A cheats guide to serverless standards (AWS edition)
Scott Griffiths / May 12, 2020
8 min read •
Tldr;#
Good practice / design conciderations when it comes to implementing FaaS and serverless solutions
Faas 101#
Function-as-a-Service, or FaaS, is an event-driven computing execution model that runs in stateless containers and those functions manage server-side logic and state through the use of services.
Serverless 101#
What Are We Trying to Achieve with Standards#
To have a standardised approach to dev, test, deployment, operations & support for all FaaS applications and serverless services within the business
Approach#
- Review the current state of Lambdas being created within the business
- A look into the frameworks that were being used (if any)

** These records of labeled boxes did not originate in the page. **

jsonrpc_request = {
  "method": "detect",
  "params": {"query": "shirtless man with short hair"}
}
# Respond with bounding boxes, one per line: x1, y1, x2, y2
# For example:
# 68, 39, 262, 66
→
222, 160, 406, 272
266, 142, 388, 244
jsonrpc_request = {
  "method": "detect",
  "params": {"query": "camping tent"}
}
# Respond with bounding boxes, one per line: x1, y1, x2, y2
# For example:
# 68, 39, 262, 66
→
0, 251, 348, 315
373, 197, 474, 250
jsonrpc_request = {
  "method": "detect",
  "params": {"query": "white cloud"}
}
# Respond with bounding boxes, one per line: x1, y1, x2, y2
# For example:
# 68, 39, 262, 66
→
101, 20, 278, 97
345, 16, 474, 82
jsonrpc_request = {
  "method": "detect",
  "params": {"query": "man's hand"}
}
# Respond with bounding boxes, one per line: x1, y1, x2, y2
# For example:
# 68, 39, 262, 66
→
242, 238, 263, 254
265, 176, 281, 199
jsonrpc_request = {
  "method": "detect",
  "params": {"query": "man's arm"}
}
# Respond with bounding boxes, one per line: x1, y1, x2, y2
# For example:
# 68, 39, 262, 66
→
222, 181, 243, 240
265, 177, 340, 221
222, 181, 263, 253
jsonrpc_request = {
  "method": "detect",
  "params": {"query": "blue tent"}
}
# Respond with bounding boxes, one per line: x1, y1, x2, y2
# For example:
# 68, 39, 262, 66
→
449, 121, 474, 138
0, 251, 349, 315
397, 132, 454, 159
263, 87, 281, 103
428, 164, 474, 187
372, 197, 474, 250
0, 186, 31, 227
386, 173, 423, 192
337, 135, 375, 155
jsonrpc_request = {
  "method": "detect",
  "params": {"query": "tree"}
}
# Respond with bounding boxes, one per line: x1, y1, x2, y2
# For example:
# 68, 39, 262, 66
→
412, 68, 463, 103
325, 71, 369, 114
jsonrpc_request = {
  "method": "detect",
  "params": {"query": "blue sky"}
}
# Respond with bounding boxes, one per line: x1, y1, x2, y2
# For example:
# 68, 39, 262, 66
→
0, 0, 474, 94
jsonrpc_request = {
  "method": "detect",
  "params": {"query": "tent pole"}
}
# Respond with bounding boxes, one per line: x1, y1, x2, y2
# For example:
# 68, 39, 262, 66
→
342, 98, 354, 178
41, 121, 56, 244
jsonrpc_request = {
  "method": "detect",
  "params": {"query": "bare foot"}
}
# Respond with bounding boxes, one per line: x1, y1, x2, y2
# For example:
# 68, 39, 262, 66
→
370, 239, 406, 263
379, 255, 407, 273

- Socialise FaaS through trainings and a guild
- Base this around the AWS WAF and serverless lens whitepapers
The Ideal Result Being#
A collaboration and ownership culture where standards can encapsulate and define how we do:
- Reporting / Logging
- Alerting and notifications (pagerDuty, Slack etc)
- All the tests (Load , Unit, Integration, E2E)
- DevSecOps
- The use of frameworks
- Patterns and sample applications
- When to use serverless over conventional practices
For the most part Based around the Serverless Manifesto and The 12 Factors guides
Items Covered#
- AWS well architected pillars
- General Design Principles
- Key AWS available services
- AWS service options (cheatsheet)
- AWS Serverless Lens good practice
Aws (Waf) pillars - Summerised#
'Thinking cloud natively, provide a consistent approach and making sure that foundational areas are thought about which includes'
- Operational Excellence
- Prepare
- Operate
- Evolve
- Security
- Identity and access management
- data/infra protection
- Detective controls
- Incident response
- Reliability
- Foundations
- Change Management
- Failure management
- Performance Efficiency
- Correct resource types
- Review current/future resource types
- Monitoring
- Trade-offs
- Cost optimization
- Cost effective resources
- Match supply Vs demand
- Expenditure awareness
- Optimizing over time
General Design Principles#
The Well-Architected Framework identifies a set of general design principles to facilitate good design in the cloud for serverless applications:
- Speedy, simple, singular
Functions are concise, short, single purpose and their environment may live up to their request lifecycle. Transactions are efficiently cost aware and thus faster executions are preferred
- Think concurrent requests, not total requests
Serverless applications take advantage of the concurrency model, and tradeoffs at the design level are evaluated based on concurrency.
- Share nothing
Function runtime environment and underlying infrastructure are short-lived, therefore local resources such as temporary storage are not guaranteed. State can be manipulated within a state machine execution lifecycle, and persistent storage is preferred for highly durable requirements.
- Assume no hardware affinity
Underlying infrastructure may change. Leverage code or dependencies that are hardware-agnostic as CPU flags, for example, may not be available consistently.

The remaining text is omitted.